The manga adaptation is also solid. Overlord manga volumes follow the light novels closely and have detailed enough art to make the dungeon sequences feel appropriately enormous.
Season 5: What We Actually Know
Updated June 2026: I need to clean this section up, because I originally treated Season 5 as more solid than the facts support, and half the anime news ecosystem still does.
As of June 2026, Season 5 has not been officially announced. No key visual, no trailer, no date, no formal confirmation from Kadokawa or Madhouse. What actually exists: a September 2024 report from a generally reliable industry leaker claiming a fifth season had been greenlit, which spread everywhere and then never received an official follow-up. That’s it. That’s the entire foundation under every “OVERLORD SEASON 5 CONFIRMED” headline you’ve seen.
The realistic read: a continuation is very likely eventually — the franchise is one of Kadokawa’s most dependable earners, the movie did well, and there’s an ending to adapt. But the source material is the bottleneck. The light novels finish at volume 18, volume 17 doesn’t arrive until late 2026, and Madhouse has historically waited on Maruyama rather than outrunning him. If an announcement comes, I’d expect it tied to the final volumes’ release window, which puts any actual broadcast realistically into 2027 or later.
Until then: anyone giving you a Season 5 release date is guessing, including the websites with very confident headlines. I’ll update this guide when something real drops. Watch the official Kadokawa channels, not aggregator headlines.
The Quick Verdict
Start from Season 1 and go straight through.
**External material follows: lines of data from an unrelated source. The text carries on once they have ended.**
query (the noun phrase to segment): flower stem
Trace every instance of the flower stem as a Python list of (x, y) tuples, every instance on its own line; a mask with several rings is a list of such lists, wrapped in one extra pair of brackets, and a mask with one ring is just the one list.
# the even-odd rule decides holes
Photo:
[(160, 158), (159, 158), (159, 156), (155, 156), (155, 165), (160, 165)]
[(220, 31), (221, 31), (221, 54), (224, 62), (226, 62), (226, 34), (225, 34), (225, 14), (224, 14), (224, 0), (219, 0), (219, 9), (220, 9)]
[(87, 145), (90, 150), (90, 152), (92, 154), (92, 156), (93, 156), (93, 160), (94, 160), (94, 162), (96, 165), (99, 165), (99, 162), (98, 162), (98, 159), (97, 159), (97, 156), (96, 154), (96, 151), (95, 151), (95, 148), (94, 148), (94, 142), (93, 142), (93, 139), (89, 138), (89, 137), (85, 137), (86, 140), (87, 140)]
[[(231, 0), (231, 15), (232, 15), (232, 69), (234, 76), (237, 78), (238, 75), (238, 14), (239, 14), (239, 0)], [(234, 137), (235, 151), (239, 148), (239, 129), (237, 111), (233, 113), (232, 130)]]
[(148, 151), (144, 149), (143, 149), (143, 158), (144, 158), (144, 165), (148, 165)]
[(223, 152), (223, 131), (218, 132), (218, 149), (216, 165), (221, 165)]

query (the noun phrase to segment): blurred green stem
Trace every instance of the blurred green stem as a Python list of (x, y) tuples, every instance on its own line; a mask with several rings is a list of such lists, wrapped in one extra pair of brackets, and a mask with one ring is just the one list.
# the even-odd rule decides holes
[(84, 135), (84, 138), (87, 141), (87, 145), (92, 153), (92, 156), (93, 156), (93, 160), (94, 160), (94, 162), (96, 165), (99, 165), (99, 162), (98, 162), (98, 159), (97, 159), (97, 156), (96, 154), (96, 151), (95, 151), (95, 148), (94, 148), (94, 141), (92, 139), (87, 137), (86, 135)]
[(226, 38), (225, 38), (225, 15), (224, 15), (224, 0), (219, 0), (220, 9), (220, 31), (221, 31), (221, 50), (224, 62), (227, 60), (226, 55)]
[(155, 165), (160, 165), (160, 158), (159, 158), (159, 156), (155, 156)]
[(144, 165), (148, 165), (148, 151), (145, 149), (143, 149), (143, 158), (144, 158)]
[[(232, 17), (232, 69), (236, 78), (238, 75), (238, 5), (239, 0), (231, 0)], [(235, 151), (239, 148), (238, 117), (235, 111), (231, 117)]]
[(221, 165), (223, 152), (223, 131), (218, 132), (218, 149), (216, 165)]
Skip the recap movies unless you need a refresher. Watch the Sacred Kingdom movie after Season 4. Then read from light novel volume 15 if you want the rest of the story before the anime gets there — and given the announcement situation, the novels are the only guaranteed way to see the ending anytime soon.
The show is better than its reputation in some ways and more unsettling than most people warn you about in others. It earns both of those things. If this flavor of fantasy works on you — power, dread, and worldbuilding that treats consequences seriously — our best dark fantasy anime list and best isekai anime guide are full of adjacent recommendations.
Tanner still thinks the skeleton is very cool. I think about what Ainz Ooal Gown represents more than I expected to when I started a show about a guy in bones ruling monsters. That’s probably the best thing I can say about it.